Müzik ve Yönetim
Son yıllarda özellikle yurt dışındaki üniversitelerin işletme veya MBA programlarında “Müzik ve Yönetim” sunumları yapılmaktadır, çünkü Maestro’ların, yani orkestra şeflerinin bir orkestayı yönetirken gösterdikleri başarı, sağladıkları ahenk ve ritm örnek alınması gereken bir yönetim şeklidir. Nasıl ki orkestra şefleri birbirinden farklı sesler çıkartan entrümanları ve bunları çalan orkestra elemanlarını hep bir arada çaldırarak, güzel ve anlamlı eserler seslendirmeyi başarıyorlarsa, şirketlerin tepe yöneticilerinin de aynı şekilde birbirinden farklı özelliklere ve değerlere sahip insanları yönetmeyi ve hep birlikte, önceden belirlenen hedeflere doğru yöneltmeyi başarmalıdırlar.
Lütfen linkteki videoyu izleyiniz.
https://goo.gl/3r6OLg
Bu konser Viyana’da her yıl düzenlenen yeni yıl konserinden Johann Strauss’un Radetzky Marşı’dır. Viyana Filarmoni Orkestrası’nın 2014 yılının son gününde gerçekleştirdiği bu konserde, müziğin coşturucu ritmi ve güzelliğini izlerken, orkestra şefinin tüm orkestra elemanlarının arasında dolaşıp, teker teker tüm yıl gösterdikleri gayretleri için kendilerine teşekkür ettiğini, müziği kesilmeden devam ettirdiğini ve bu arada coşan seyirciyi de yöneterek onları da müziğin içine aldığını göreceksiniz. Bence bu açıdan bu konserin çok fazla anlamı bulunmaktadır.

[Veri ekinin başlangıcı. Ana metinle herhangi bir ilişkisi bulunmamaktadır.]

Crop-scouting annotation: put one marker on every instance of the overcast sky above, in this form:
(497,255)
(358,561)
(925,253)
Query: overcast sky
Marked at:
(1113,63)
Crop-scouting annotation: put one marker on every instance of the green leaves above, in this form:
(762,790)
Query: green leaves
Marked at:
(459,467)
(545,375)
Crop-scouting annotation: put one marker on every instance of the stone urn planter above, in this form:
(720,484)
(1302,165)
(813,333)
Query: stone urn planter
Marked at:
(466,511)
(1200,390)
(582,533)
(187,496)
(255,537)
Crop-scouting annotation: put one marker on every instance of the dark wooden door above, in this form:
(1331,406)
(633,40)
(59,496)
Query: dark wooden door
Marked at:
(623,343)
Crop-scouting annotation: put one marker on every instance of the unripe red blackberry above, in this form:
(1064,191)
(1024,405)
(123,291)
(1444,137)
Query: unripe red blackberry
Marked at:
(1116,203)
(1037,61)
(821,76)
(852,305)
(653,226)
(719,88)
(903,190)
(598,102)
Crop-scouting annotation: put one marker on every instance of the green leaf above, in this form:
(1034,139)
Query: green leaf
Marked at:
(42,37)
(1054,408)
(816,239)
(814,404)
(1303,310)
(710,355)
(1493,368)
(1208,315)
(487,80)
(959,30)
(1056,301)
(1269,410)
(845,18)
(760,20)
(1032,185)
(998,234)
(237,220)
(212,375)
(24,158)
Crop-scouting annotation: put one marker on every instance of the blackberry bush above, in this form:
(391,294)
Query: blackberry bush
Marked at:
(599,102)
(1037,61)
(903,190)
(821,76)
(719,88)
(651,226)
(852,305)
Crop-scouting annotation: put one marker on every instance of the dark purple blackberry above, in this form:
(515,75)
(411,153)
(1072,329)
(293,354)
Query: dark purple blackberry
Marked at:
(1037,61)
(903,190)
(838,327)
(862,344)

Radetzky Marşı klasik müzik seven veya sevmeyen herkesi coşturmaktadır, çünkü burada insanları etkileyen sadece müziğin ritmi değil, orkestranın mükemmel uyumu ve seyirciye verdiği enerjidir.
Nasıl ki böylesi bir enerji başta Maestro’dan olmak üzere, tüm orkestra elemanlarından salona yayılıyor ve ortaya mükemmel seslendirilmiş bir eser çıkıyorsa, mükemmel bir uyum içinde çalışan işletmelerin de üretmiş oldukları ürün ve hizmetin müşterilerini etkilemesi, onların işletmeye veya markaya olan bağlılıklarını arttıracaktır.
“Altın Yakalı” olarak isimlendirdiğimiz işletmelerin tepe yöneticilerinin birer Maestro gibi tedarikten satış sonrası hizmete kadar işletmenin tüm departmanlarını uyum içinde çalıştırmalı, performanslarını değerlendirmeli ve sonuçta iç ve dış müşterilerin memnuniyetini sağlamalıdırlar.
Nasıl ki orkestranın içinde bir enstrümanın yanlış ses vermesi veya eksikliği, tüm eseri bozarsa, bir departmanın hatasından dolayı, işletmenin üreteceği en güzel mal veya hizmet bile, tüketici veya müşterinin gözünde işletme veya marka hakkında olumsuz algı oluşmasına neden olabilir. Bu nedenle “Altın Yakalı” yöneticiler, her departmanı ayrı değerlendirmeli ve tüm departmanların da birlikteki uyumunu sağlamalıdırlar.